Commentary: These trying to find a single trigger for the Log4j vulnerability – whether or not it is open supply will not be safe, or open supply will not be sustainable – are getting it improper. It is a sophisticated subject.
Excuse me if I do not wish to hear your “sizzling take” on the Log4j vulnerability. By all means, give me the main points of what occurred, in addition to the way it’s impacting firms like mine. Even higher, give me perception into how I can take a look at my servers to see if I am protected.
Simply do not blare headlines like “Open supply may be [an] open door for hackers,” because the Monetary Occasions did. And do not use the issue to begin banging the drum of “open supply sustainability” crises. Open supply is not a safety downside, and open supply sustainability is an advanced subject. As a substitute, it is time to acknowledge, as Matt Klein, founder and maintainer of the Envoy open supply mission, has done, that “All we are able to do is settle for the fact of bugs/outages, do the very best that we are able to to mitigate, be taught, and enhance, and look ahead to the subsequent one.”
SEE: Patch administration coverage (TechRepublic Premium)
Making safety a course of
I do know, I do know! That does not make for thrilling studying. There isn’t any smoking gun. No intern responsible. It is simply…software program. And software program breaks, is buggy, and many others.
As Klein stressed,
I’ve prevented a sizzling tackle the log4j state of affairs as a result of frankly I am uninterested in tech sizzling takes. Nonetheless, my not sizzling take sizzling take is that bugs occur, a few of them very dangerous, they usually happen for a set of advanced causes. Complaining concerning the villain of the day ([open source] funding, reminiscence security, and many others.) is a crimson herring, and over-focusing on one trigger results in no actual enchancment. We’re all human and juggling a mountain of constraints; it is a miracle that tech works 1% in addition to it does.”

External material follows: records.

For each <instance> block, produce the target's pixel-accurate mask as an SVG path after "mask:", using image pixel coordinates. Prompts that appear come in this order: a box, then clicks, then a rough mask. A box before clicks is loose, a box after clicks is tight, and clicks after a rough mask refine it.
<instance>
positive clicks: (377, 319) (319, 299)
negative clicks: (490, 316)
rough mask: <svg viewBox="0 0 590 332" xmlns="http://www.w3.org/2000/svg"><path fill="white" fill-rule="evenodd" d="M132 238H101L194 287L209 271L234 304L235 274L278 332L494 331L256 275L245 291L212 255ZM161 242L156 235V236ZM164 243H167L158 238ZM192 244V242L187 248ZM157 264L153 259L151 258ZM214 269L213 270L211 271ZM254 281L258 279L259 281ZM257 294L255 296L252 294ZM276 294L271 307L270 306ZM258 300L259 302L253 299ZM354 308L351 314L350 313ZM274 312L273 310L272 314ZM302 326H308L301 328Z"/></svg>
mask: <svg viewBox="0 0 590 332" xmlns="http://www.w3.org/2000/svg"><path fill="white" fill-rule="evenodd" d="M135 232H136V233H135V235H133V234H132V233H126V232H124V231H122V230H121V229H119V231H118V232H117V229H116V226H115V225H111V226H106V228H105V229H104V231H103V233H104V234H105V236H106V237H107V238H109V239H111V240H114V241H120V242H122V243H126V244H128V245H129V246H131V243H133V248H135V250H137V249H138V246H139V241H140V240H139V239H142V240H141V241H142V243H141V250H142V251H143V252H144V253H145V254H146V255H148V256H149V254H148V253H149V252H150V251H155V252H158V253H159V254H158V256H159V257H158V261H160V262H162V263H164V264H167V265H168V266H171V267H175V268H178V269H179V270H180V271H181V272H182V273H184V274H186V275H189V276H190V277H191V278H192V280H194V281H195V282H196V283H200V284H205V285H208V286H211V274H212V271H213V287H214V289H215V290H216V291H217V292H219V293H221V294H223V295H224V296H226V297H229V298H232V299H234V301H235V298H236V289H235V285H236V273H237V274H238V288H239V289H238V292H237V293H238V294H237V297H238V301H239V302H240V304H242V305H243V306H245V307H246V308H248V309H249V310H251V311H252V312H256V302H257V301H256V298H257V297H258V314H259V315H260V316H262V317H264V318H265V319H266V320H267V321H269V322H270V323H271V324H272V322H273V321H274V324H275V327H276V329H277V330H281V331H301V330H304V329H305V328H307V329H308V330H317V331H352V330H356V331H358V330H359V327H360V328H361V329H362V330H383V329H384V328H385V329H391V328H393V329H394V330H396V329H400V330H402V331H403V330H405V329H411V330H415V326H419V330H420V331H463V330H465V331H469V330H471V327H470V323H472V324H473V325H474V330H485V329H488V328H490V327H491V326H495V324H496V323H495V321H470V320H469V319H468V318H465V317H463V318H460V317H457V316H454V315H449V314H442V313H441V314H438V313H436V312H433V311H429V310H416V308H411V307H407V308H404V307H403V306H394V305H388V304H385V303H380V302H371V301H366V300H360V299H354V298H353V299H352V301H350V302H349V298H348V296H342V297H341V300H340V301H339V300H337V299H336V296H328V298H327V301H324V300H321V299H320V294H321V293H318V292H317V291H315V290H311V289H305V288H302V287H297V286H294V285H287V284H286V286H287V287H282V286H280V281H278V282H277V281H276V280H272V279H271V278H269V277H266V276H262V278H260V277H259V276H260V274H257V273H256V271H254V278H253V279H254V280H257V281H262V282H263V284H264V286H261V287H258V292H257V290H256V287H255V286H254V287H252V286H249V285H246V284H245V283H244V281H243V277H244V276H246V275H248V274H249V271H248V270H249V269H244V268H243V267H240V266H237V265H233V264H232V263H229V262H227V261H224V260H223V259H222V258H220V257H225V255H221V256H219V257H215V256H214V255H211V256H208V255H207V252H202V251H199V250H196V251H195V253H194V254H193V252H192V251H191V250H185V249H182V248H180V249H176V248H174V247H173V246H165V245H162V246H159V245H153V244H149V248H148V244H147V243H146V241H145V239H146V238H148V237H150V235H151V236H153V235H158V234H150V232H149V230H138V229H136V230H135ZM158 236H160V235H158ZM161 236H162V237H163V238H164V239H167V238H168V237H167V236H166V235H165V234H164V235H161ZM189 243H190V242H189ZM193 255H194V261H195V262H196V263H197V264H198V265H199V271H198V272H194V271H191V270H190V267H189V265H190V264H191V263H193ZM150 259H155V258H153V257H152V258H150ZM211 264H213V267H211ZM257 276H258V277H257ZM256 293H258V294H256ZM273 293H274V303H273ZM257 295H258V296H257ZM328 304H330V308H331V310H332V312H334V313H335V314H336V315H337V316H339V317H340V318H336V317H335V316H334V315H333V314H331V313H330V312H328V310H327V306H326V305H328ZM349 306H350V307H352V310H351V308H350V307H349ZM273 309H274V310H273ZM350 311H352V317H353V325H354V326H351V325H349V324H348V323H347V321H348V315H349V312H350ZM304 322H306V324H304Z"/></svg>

However…what about the truth that apparently the Log4j maintainers might not be paid to do this work? Which will or might not be true, nevertheless it’s additionally considerably immaterial, as Purple Hat’s Andrew Clay Shafer argued: “[P]aying [open source] maintainers absolutely aggressive software program salaries would have a negligible influence on stopping log4j like safety points.” On its face this sounds improper, however take into account his follow-up: “[H]ow a lot cash have banks spent on ‘safety’ since 2013? [W]hile operating log4j in prod the entire time? [H]ow many undiscovered exploits are in prod at your financial institution proper now?”
He has some extent. A great one.
Even essentially the most absolutely funded software program has bugs, safety holes, and many others. We will completely do higher, however no software program – open supply or proprietary – is immune from flaws. Certain, it’d make the maintainers really feel higher to be paid whereas they’re yelled at to “FIX THIS NOW!” however there are some (like Beka Valentine) who would argue that decreasing all open supply sustainability to a query of cash unwittingly takes away a few of its biggest energy: developer ardour.
SEE: NIST Cybersecurity Framework: A cheat sheet for professionals (free PDF) (TechRepublic)
Certainly, on this level, Ruby on Rails founder David Heinemeier Hansson declared that “I will not allow you to pay me for my open supply.” Why? “Open supply, as seen by way of the altruistic lens of the MIT reward license, has the facility to interrupt us free from this overly rational cost-benefit evaluation bulls— that is impoverishing our lives in so many different methods.” In different phrases, he needs individuals to contribute if it provides them pleasure, and he would not wish to really feel beholden to do something with the mission that does not additionally carry him happiness. Introducing cash makes open supply widespread, in his view.
No matter whether or not you agree, and coming again to Shafer’s level, we can’t magically rid Log4j or any open supply (or proprietary) software program of bugs just by throwing cash at them. That is not the magic of open supply. No, safety is a course of in open supply, not one thing you get by licensing code beneath an open supply license. I tweeted in December 2020: “Not that open supply is inherently safer, however somewhat it is an inherently higher course of for securing code.”
By all means, let’s guarantee open supply contributors are paid (or not, following the reasoning of DHH and Valentine), however let’s not have fun our foolish sizzling takes that attempt to scale back the Log4j downside to 1 factor. Safety is sophisticated. Software program is sophisticated. However open supply, by making the software program and surrounding processes permeable, accessible, improves safety (or can), somewhat than degrading it.
Disclosure: I work for MongoDB, however the views expressed herein are mine.